公開中
あの人に憧れて~真乃過去編
私には憧れの人がいた。
その人は年下だけど、すごいバンドに所属している。
その人の名前は
「|Hanu.《はぬ》」さんと言う。
バンドグループ「|Clock×2《クロッククロック》」のキーボード担当だ。
何回もLIVEも行ったし、握手会だって行った。

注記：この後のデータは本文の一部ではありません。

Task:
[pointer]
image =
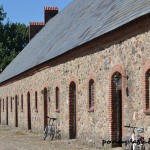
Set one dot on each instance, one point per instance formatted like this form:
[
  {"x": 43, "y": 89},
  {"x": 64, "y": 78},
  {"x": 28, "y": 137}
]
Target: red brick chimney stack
[
  {"x": 35, "y": 27},
  {"x": 50, "y": 12}
]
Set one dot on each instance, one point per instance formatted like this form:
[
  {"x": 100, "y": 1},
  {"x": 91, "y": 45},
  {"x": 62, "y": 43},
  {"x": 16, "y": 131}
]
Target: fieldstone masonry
[{"x": 92, "y": 127}]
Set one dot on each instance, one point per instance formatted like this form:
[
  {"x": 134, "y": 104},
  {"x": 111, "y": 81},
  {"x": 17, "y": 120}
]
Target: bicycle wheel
[
  {"x": 45, "y": 132},
  {"x": 52, "y": 133},
  {"x": 128, "y": 146},
  {"x": 58, "y": 135}
]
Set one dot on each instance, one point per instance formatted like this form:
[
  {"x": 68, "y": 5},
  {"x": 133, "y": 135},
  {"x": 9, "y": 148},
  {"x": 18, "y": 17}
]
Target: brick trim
[
  {"x": 146, "y": 67},
  {"x": 121, "y": 70}
]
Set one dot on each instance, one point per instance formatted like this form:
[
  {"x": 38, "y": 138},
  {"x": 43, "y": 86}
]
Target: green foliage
[{"x": 13, "y": 38}]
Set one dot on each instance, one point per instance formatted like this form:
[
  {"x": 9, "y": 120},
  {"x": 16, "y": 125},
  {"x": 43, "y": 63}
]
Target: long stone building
[{"x": 88, "y": 66}]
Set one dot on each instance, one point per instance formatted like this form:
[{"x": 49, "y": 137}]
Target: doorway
[
  {"x": 45, "y": 108},
  {"x": 7, "y": 111},
  {"x": 72, "y": 110},
  {"x": 28, "y": 111},
  {"x": 16, "y": 111},
  {"x": 116, "y": 95}
]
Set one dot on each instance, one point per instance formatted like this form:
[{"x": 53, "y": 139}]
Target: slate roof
[{"x": 80, "y": 22}]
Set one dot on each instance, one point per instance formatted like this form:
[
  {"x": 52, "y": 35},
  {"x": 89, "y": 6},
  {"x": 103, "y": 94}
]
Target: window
[
  {"x": 22, "y": 102},
  {"x": 11, "y": 104},
  {"x": 36, "y": 103},
  {"x": 57, "y": 99},
  {"x": 91, "y": 95},
  {"x": 3, "y": 104}
]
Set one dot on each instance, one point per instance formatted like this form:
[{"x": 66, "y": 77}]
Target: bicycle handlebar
[{"x": 130, "y": 126}]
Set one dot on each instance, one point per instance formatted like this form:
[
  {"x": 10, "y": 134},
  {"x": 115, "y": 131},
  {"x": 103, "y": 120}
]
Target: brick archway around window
[
  {"x": 146, "y": 69},
  {"x": 121, "y": 70}
]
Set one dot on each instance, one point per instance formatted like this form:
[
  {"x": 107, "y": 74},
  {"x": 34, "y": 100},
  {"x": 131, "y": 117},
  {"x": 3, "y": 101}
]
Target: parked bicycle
[
  {"x": 52, "y": 129},
  {"x": 133, "y": 141}
]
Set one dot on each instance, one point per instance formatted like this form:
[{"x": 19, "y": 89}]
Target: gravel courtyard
[{"x": 15, "y": 139}]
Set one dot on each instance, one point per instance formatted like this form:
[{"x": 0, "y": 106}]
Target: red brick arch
[
  {"x": 146, "y": 67},
  {"x": 73, "y": 79},
  {"x": 121, "y": 70}
]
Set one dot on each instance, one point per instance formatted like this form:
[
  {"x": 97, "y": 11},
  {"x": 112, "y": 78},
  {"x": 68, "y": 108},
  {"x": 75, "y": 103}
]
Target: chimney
[
  {"x": 35, "y": 27},
  {"x": 50, "y": 12}
]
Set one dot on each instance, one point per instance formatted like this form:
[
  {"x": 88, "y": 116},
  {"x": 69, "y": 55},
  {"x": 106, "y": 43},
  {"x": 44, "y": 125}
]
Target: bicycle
[
  {"x": 134, "y": 142},
  {"x": 52, "y": 129}
]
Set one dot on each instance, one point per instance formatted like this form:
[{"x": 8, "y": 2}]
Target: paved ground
[{"x": 15, "y": 139}]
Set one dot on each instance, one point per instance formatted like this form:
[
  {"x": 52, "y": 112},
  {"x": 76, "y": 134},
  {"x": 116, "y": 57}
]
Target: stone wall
[{"x": 92, "y": 127}]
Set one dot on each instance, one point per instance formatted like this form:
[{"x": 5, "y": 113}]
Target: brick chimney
[
  {"x": 49, "y": 12},
  {"x": 35, "y": 27}
]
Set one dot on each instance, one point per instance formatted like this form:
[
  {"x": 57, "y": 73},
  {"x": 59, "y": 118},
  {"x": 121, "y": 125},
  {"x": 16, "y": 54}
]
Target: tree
[{"x": 13, "y": 38}]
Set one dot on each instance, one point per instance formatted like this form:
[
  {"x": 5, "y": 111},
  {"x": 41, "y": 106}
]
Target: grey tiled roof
[{"x": 80, "y": 22}]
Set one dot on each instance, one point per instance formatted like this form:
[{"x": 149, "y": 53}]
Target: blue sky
[{"x": 25, "y": 11}]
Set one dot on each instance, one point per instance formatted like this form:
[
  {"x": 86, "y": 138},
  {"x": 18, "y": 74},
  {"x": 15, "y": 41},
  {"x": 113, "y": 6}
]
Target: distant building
[{"x": 88, "y": 66}]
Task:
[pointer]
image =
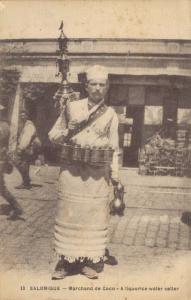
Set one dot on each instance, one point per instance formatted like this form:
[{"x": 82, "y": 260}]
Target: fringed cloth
[{"x": 83, "y": 212}]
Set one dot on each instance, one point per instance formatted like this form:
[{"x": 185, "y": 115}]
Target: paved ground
[{"x": 150, "y": 241}]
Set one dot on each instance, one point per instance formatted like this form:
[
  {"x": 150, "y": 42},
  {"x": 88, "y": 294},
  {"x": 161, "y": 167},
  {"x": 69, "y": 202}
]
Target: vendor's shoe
[
  {"x": 23, "y": 186},
  {"x": 15, "y": 213},
  {"x": 89, "y": 272},
  {"x": 60, "y": 271}
]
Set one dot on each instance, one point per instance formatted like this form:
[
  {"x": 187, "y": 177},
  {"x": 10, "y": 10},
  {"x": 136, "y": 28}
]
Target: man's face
[{"x": 97, "y": 89}]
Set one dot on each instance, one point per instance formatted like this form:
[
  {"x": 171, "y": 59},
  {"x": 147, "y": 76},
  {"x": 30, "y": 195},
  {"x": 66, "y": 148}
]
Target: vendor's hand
[
  {"x": 59, "y": 134},
  {"x": 72, "y": 124}
]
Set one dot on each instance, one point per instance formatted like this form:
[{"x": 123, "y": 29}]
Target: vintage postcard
[{"x": 95, "y": 149}]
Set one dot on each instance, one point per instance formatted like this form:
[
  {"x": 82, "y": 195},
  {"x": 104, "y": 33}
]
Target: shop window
[{"x": 170, "y": 106}]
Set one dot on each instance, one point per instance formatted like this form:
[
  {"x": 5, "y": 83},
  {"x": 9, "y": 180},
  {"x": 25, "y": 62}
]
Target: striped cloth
[{"x": 83, "y": 212}]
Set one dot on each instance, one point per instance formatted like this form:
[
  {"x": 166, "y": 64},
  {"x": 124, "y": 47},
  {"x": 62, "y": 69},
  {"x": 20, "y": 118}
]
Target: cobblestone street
[{"x": 150, "y": 240}]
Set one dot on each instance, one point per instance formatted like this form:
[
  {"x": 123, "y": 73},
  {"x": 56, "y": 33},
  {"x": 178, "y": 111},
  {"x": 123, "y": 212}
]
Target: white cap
[
  {"x": 2, "y": 107},
  {"x": 97, "y": 72}
]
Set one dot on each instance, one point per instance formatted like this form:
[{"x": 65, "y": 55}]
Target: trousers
[
  {"x": 22, "y": 163},
  {"x": 4, "y": 192}
]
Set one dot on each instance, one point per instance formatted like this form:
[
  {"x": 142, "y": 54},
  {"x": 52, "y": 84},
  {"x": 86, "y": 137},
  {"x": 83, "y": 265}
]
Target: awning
[{"x": 48, "y": 73}]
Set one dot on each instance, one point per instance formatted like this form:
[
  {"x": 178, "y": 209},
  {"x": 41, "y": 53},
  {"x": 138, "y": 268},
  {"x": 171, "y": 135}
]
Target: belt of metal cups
[{"x": 86, "y": 154}]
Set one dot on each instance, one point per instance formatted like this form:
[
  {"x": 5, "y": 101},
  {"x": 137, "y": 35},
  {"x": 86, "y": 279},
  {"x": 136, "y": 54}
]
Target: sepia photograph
[{"x": 95, "y": 149}]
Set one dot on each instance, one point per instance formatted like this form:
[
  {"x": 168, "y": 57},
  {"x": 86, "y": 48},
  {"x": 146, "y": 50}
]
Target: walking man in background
[
  {"x": 6, "y": 167},
  {"x": 83, "y": 206},
  {"x": 24, "y": 152}
]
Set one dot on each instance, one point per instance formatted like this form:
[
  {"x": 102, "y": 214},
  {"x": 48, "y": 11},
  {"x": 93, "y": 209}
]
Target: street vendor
[{"x": 88, "y": 132}]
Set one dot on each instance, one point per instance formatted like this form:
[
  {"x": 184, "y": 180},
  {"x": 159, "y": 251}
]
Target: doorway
[{"x": 130, "y": 153}]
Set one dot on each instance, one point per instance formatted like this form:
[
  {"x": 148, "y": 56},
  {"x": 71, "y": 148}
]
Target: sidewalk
[{"x": 149, "y": 239}]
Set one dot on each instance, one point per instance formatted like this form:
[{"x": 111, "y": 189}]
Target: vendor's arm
[{"x": 59, "y": 130}]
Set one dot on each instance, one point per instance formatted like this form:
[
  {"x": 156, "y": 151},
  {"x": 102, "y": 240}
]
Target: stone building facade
[{"x": 150, "y": 84}]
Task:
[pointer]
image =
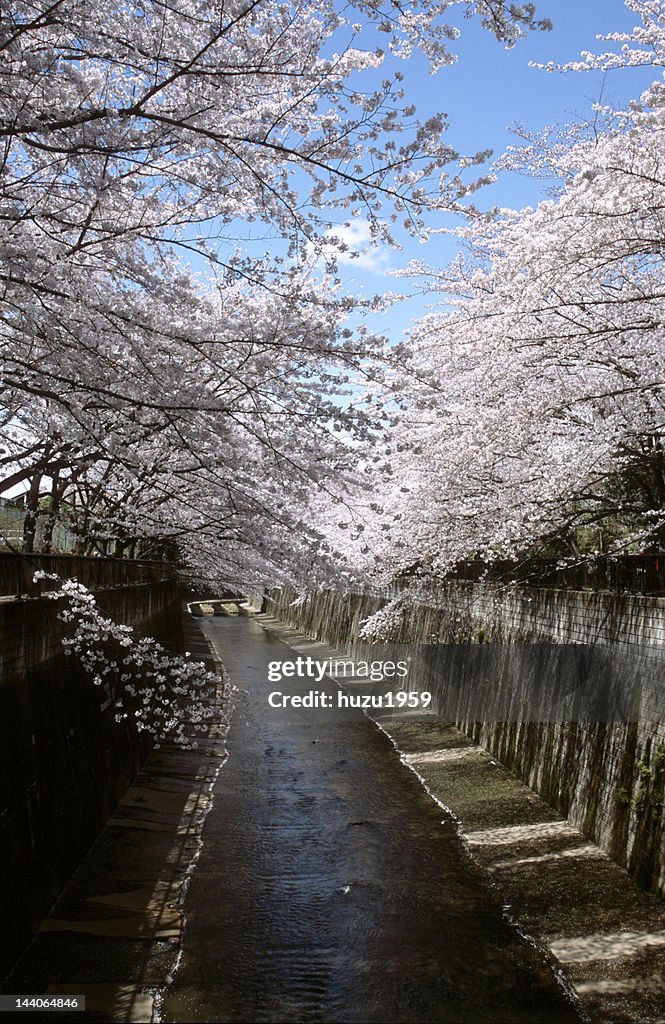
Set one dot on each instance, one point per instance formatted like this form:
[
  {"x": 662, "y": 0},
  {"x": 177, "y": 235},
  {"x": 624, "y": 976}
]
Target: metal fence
[{"x": 11, "y": 530}]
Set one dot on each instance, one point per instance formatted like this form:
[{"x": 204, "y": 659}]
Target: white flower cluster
[{"x": 166, "y": 695}]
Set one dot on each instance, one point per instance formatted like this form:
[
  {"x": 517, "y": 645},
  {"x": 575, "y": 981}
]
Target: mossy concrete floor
[
  {"x": 607, "y": 934},
  {"x": 114, "y": 935}
]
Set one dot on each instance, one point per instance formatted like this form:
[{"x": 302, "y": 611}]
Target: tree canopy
[{"x": 200, "y": 404}]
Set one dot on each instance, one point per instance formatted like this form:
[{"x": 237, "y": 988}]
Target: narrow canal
[{"x": 331, "y": 888}]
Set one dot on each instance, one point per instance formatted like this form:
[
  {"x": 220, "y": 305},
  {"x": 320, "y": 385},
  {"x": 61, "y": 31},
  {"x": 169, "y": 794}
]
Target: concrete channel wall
[
  {"x": 65, "y": 762},
  {"x": 490, "y": 648}
]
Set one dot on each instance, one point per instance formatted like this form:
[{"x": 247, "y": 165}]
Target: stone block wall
[
  {"x": 506, "y": 643},
  {"x": 65, "y": 762}
]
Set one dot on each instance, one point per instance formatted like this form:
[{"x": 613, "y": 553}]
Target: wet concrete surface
[
  {"x": 331, "y": 888},
  {"x": 606, "y": 932}
]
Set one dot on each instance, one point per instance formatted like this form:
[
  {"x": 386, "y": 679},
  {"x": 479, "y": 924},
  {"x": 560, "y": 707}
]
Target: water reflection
[{"x": 330, "y": 890}]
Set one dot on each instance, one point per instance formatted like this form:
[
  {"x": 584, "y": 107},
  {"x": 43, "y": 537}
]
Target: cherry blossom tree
[
  {"x": 139, "y": 136},
  {"x": 536, "y": 422}
]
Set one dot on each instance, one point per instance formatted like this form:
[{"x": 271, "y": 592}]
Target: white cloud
[{"x": 362, "y": 252}]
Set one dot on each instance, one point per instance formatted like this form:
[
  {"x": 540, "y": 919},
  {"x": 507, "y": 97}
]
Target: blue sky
[{"x": 488, "y": 90}]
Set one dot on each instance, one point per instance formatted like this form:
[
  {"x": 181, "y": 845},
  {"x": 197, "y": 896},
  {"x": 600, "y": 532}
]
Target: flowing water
[{"x": 331, "y": 888}]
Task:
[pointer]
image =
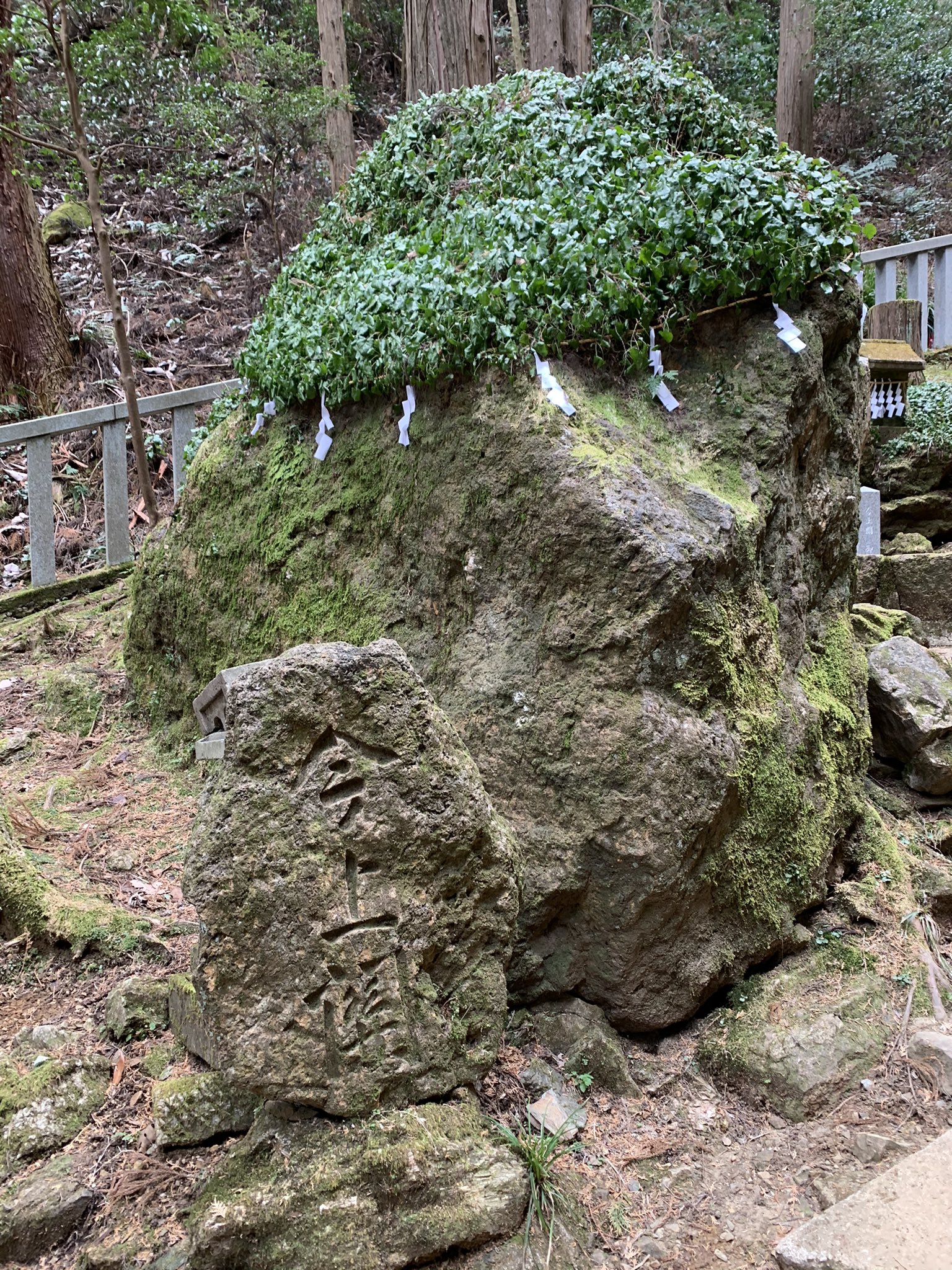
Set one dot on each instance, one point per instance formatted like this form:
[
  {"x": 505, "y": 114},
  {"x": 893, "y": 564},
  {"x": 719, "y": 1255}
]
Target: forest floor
[
  {"x": 191, "y": 304},
  {"x": 684, "y": 1175}
]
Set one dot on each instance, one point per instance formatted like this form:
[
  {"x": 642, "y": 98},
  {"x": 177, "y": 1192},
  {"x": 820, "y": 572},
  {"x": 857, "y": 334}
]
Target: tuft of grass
[{"x": 540, "y": 1151}]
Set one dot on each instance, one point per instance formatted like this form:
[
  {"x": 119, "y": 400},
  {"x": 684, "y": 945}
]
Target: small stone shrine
[
  {"x": 356, "y": 889},
  {"x": 891, "y": 362}
]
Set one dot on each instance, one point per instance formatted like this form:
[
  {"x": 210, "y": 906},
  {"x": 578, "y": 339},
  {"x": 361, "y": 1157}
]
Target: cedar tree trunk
[
  {"x": 795, "y": 76},
  {"x": 340, "y": 125},
  {"x": 35, "y": 351}
]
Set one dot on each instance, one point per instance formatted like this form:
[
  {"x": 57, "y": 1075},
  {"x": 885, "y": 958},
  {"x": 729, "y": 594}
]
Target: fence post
[
  {"x": 40, "y": 491},
  {"x": 183, "y": 425},
  {"x": 918, "y": 288},
  {"x": 942, "y": 300},
  {"x": 116, "y": 493},
  {"x": 885, "y": 281}
]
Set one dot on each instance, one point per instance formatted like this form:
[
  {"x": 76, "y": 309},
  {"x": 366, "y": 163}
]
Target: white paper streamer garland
[
  {"x": 271, "y": 411},
  {"x": 324, "y": 430},
  {"x": 553, "y": 390},
  {"x": 662, "y": 391},
  {"x": 886, "y": 401},
  {"x": 409, "y": 407},
  {"x": 787, "y": 333}
]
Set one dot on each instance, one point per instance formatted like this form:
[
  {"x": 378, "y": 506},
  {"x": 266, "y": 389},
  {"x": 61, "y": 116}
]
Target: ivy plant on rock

グッズも出来るだけ買った。
そんな私ももう、大学四年。
夢はボイストレーナーだったから、
就職する会社を探さなくてはならない。
---
私が就職活動を始めた頃には、もう難関で知られている大手のstart musicの採用説明会しか枠がなかったんだ……。
ここで出来なければ私は夢を諦めるつもりで挑んだ。
たしか、採用担当はRutoさんだったっけ?
自分の名前、長所、短所。
自分の全てをさらけだす。
合否発表の日が待ち遠しい。
そして、合否発表。
私は合格していた。
そのつぎの日から音楽インストラクターとしてstart musicで働き始めた。
---
気付けば私は23歳。
ある夜に町を歩いていると、派手な男二人にナンパされた。
でも、話を聞いた感じ、私を遊び相手にしようとしている。
「お嬢ちゃぁん…?遊ぼ~よ…!」
「ちょ…。やめてと言ってますよね?」
大声で言う。
そこへ、派手な格好のウルフカットの男性(?)が来る。
「Hey。俺の女になんか用?」
「なにって、この嬢ちゃんが遊んでくれねえんだもん」
一歩も引かない両者。
そんなとき、私は小声で言う
「ここから遠回りをして、私の会社まで連れていってくれませんか?」
と。
彼も小声で「はいっ…!」
と言ってくれた。
「俺の女が困ってるだろ?散れよ」
「はぁ?散るもんか」
「なら……。」
「走り去ってやるよっ!」
そうして、彼と一緒に私の働いている|会社《start music 新宿校》まで走り去る。
---
「ありがとうございます!私ここの会社の真乃と言います!」
私の名前と正体を言う。
そして、彼は|Clock×2《クロッククロック》のSara.だと言う。
気になる疑問を言う。
「君さ、入社内定もらえてるの~?」
「いいえ。」
えっ?マジか…。だから勧誘する。
「じゃあここで働かない?」
「えっ…?良いんですか?業界1のstart musicに、僕が。」
否、君十分すごい所のバンドだよ?とツッコミたくなる。
「いいの。君のこと、LIVEで見たことあるし。」
「僕の活動知ってるんか…。」
そりゃ知っている。何故なら、推しのバンドのメンバーでボーカルだからね。
「なめないで~?私こう見えても23だから~」
「#writer.harmony.の傍ら、Clock×2クロッククロックでボーカルとギターしてるんでしょ?」
も~すごいなと思いつつ語ってしまうのは、私の悪い癖だ。でも、彼は不思議な顔をしていた。まるで、ここで働いていいのか?と言いたそうだ。
「不思議な顔してる~(笑)良い顔してんのに~!」
またもや、キョトンと不思議な顔をする彼。
「ここのLIVEの演奏してくれてたじゃん!」
これも事実。前のstart Fesで演奏してくれていた。彼はボーカルだが、トランペットや、ギターが出来るから招待したんだ。
今や私も採用担当。こんな招待、何てことはない。
「本当にいいんですか?僕が…。推薦で。家族に驚かれちゃう…。推薦なんて滅多にないし。」
彼は言う。
「いいのっ!もう大学卒業したでしょ?ならいいの!丁度募集してたから」
「…!はいっ!よろしくお願いします!」
そうして、彼はここで働くことになった。
---
私は今、LIVEに出ているほど有名だ。個人活動も出来るようになったし|Clock×2《クロッククロック》のLIVEや|light up!《らいとあっぷ!》のLIVEにもゲスト招待されるほどだ。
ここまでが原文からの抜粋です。